Almost a century later, the photo given a friend in Indianapolis sat in an antique store in Cat Spring, Texas, where I found it. The mounted photo caught my eye, as I rummaged through a stack of vintage paper ephemera.

I was attracted to some aspect of Lea's personality thanks to the inscriptions, without which Lea's photo would have languished there or elsewhere indefinitely, I suspect. Maybe someone like the blogger of Tattered and Lost: Vernacular Photography would have rescued her from certain exile to the dump. I bought it for next to nothing, hoping to discover something interesting about Old Pal Lea and the life represented in this neglected image that had done some traveling. And so her old photo traveled to yet another Texas county.

The only references I could find for Lea Remonde were about her acting appearances in various plays in theaters from Illinois to New York. The time frame is also consistent with the date of this photo.

Lea appears to have been an actor in an Evanston, Illinois theater's stock company, but traveled as far away as New York State for small theater productions of long forgotten plays. The only other reference I can find of her whereabouts is on the back of the photo. She was in Indianapolis at the time she inscribed this photo. As the photo I have is not personalized in the inscription, perhaps she had a stack of signed photos to give to adoring fans.

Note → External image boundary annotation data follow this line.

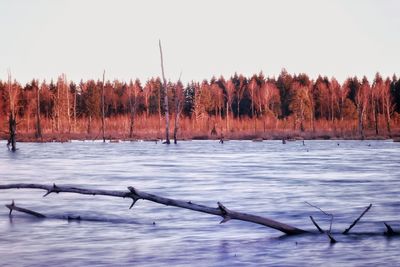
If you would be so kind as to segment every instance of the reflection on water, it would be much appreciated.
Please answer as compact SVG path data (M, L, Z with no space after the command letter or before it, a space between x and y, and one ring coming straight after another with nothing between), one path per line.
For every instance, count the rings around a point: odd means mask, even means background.
M338 146L337 144L340 143ZM0 142L5 148L5 143ZM400 264L400 143L391 141L218 141L20 143L0 151L1 183L56 183L140 190L227 208L313 229L334 214L331 246L324 235L282 237L246 222L129 199L40 190L4 190L0 204L43 213L36 219L0 208L1 266L365 266ZM368 206L349 236L342 230ZM81 221L68 221L81 216Z

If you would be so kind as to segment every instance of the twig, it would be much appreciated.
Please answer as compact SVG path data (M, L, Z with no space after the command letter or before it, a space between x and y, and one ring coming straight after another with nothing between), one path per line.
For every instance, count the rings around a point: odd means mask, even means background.
M9 213L10 216L11 216L12 211L16 210L16 211L19 211L19 212L23 212L23 213L35 216L36 218L46 218L45 215L43 215L43 214L41 214L39 212L15 206L14 200L11 202L11 204L7 204L6 207L10 210L10 213Z
M358 221L364 216L364 214L367 213L367 211L369 211L369 209L370 209L371 207L372 207L372 204L369 204L369 206L368 206L368 207L363 211L363 213L361 213L361 215L350 225L350 227L347 228L346 230L344 230L343 234L346 235L346 234L351 230L351 228L353 228L353 227L358 223Z
M320 207L317 207L315 205L312 205L311 203L306 201L306 204L310 205L313 208L316 208L317 210L321 211L323 214L325 214L326 216L331 217L331 223L329 225L329 233L332 231L332 222L333 222L333 214L331 213L326 213L325 211L323 211Z
M306 204L310 205L310 206L313 207L313 208L318 209L318 210L321 211L323 214L325 214L325 215L331 217L331 223L330 223L330 225L329 225L329 230L326 231L326 235L328 236L328 238L329 238L329 240L330 240L330 243L331 243L331 244L335 244L337 241L336 241L336 239L335 239L335 238L332 236L332 234L331 234L331 231L332 231L332 222L333 222L333 214L331 214L331 213L326 213L326 212L323 211L320 207L317 207L317 206L315 206L315 205L312 205L311 203L309 203L309 202L307 202L307 201L306 201ZM314 221L314 218L313 218L312 216L310 216L310 218L311 218L311 221L314 223L315 227L317 227L317 229L318 229L321 233L323 233L324 231L323 231L323 230L318 226L318 224Z
M321 229L321 227L319 227L319 225L317 224L317 222L314 220L314 218L312 216L310 216L310 219L312 221L312 223L314 224L315 227L317 227L318 231L320 233L323 233L324 231Z
M386 229L387 229L387 231L384 232L384 235L387 235L387 236L394 236L394 235L400 234L400 233L398 233L398 232L395 232L395 231L393 230L393 228L392 228L388 223L384 222L384 224L385 224Z

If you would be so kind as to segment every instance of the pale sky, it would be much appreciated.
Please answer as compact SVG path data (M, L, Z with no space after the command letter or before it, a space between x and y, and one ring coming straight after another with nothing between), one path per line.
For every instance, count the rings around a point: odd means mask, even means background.
M0 0L0 79L400 73L396 0Z

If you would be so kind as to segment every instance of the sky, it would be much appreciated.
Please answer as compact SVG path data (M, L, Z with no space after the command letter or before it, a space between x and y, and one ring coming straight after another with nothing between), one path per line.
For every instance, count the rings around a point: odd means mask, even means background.
M0 79L400 74L396 0L0 0Z

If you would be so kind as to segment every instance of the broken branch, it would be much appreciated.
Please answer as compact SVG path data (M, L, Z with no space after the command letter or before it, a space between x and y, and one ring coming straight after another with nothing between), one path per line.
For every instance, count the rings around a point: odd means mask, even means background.
M96 189L85 189L78 187L70 187L70 186L51 186L51 185L43 185L43 184L6 184L0 185L1 189L42 189L47 192L65 192L65 193L76 193L76 194L84 194L84 195L103 195L103 196L112 196L112 197L121 197L121 198L131 198L135 203L139 199L152 201L158 204L163 204L166 206L174 206L189 210L194 210L198 212L203 212L207 214L221 216L223 218L222 222L226 222L230 219L232 220L241 220L252 222L260 225L264 225L269 228L273 228L275 230L281 231L287 235L296 235L306 233L307 231L271 220L269 218L236 212L225 208L221 203L218 204L217 208L212 208L204 205L194 204L191 201L181 201L171 198L160 197L157 195L149 194L146 192L139 191L133 187L128 187L129 191L115 191L115 190L96 190ZM134 204L133 203L133 204ZM132 206L132 205L131 205ZM226 220L229 218L228 220Z
M310 219L312 221L312 223L314 224L314 226L318 229L318 231L320 233L323 233L324 231L321 229L321 227L319 227L319 225L317 224L317 222L314 220L314 218L312 216L310 216Z
M10 210L10 214L9 214L10 216L11 216L12 211L16 210L16 211L19 211L19 212L23 212L23 213L35 216L36 218L46 218L45 215L43 215L43 214L41 214L39 212L36 212L36 211L33 211L33 210L24 209L24 208L21 208L21 207L17 207L15 205L14 200L11 202L11 204L7 204L6 207Z
M358 218L350 225L350 227L344 230L343 234L346 235L351 230L351 228L353 228L358 223L358 221L364 216L364 214L369 211L371 207L372 204L369 204L369 206L363 211L363 213L361 213L360 216L358 216Z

I know of at least one fan--a writer for the Lakeshore News in a 1912 column about the Evanston Theater doings:
As one sees Lea Remonde from week to week, they grow to realize that in her the company has an actress of ability. Her "Lize Heath" is one of the strong pictures, this week.
The play the reporter writes of is Salomy Jane, by Bret Harte. The performance reviewed was before a packed house, a record attendance for a Monday evening for the Evanston theater.

Lea even had aspirations to write and did manage to write at least one play. In a catalog of copyright entries from the Library of Congress, Lea Remonde of Chicago has the following entry for March 30, 1910:
Mrs. Dolan's dream; or, The washerwoman's dream, comedy sketch or play in one act, by L. Remonde. Typewritten. 11 pages. Fol.
Whether it made it to the stage, I don't know.

Old forgotten photos make me wonder where my own photos will wind up generations from now. When there is no one around who remembers me, will my paper matter travel to the dump or wind up in some resale shop (I would hope for an antique shop!) and would anyone stop to ponder my life? I'd get a kick out of knowing someone did, just as I think Lea would now that someone has done it for her.